How does redundancy improve reliability? (in context of CSE / Computer Arch. )


Could you give me a proper idea as to why this logic works and is used extensively? Any articles (small ones) would also be appreciated.

In: 1

Let’s say you have a system that will fail 50% of the time you use it. You want more reliability.

Having 2 of the systems, and using the 2nd if the first one fails, changes things. While each system still fails 50% of the time, the odds of BOTH systems failing is 25%. Add a 3rd and it’s 12.5%. Each redundant system you add makes it less and less likely that EVERY system will fail, which means even if you have to try 10 times you’ll get your answer.

Now, usually it’s a better idea to fix what causes the failure. But for some things, we know it’s not possible to have a 0% failure rate. So if we don’t like the failure rate and have no easy way to prevent failure, having a redundant system gives us more chances to roll the dice.

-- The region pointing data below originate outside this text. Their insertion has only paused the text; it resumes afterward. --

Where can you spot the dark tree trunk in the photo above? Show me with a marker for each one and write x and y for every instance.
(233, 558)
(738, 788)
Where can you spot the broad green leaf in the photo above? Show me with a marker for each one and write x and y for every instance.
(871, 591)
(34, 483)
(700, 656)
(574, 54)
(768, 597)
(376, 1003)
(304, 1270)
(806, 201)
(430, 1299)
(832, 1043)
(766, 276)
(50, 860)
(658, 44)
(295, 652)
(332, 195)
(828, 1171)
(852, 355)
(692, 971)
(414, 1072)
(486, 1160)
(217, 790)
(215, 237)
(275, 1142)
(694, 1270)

If you have a system with a single component, then the system has the same reliability as that component. If the component fails, the system fails as well.

If you create a system with multiple redundant components, then the failure of a single component no longer means the entire system fails. As long as there is a single component that didn’t fail, the system remains functional.

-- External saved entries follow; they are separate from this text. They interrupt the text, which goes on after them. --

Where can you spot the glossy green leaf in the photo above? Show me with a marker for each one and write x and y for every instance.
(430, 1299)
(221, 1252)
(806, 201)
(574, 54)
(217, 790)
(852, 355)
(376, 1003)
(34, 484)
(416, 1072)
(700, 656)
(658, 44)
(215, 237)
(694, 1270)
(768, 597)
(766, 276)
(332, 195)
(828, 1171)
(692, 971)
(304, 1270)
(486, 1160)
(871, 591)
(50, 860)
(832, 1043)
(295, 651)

As no component is 100% reliable, using redundant components improves the overal reliability.

An example could be providing electricity to you:

If there is a single cable providing electricity from the powerplant to you, you will lose power if that cable is broken due to roadworks.
If there are 2 redundant cables providing electricity to you. A break in one cable would still mean your are getting electricity from the other cable that didn’t break.
(*Redundancy* in cabling means in this case a cable that takes a different route.)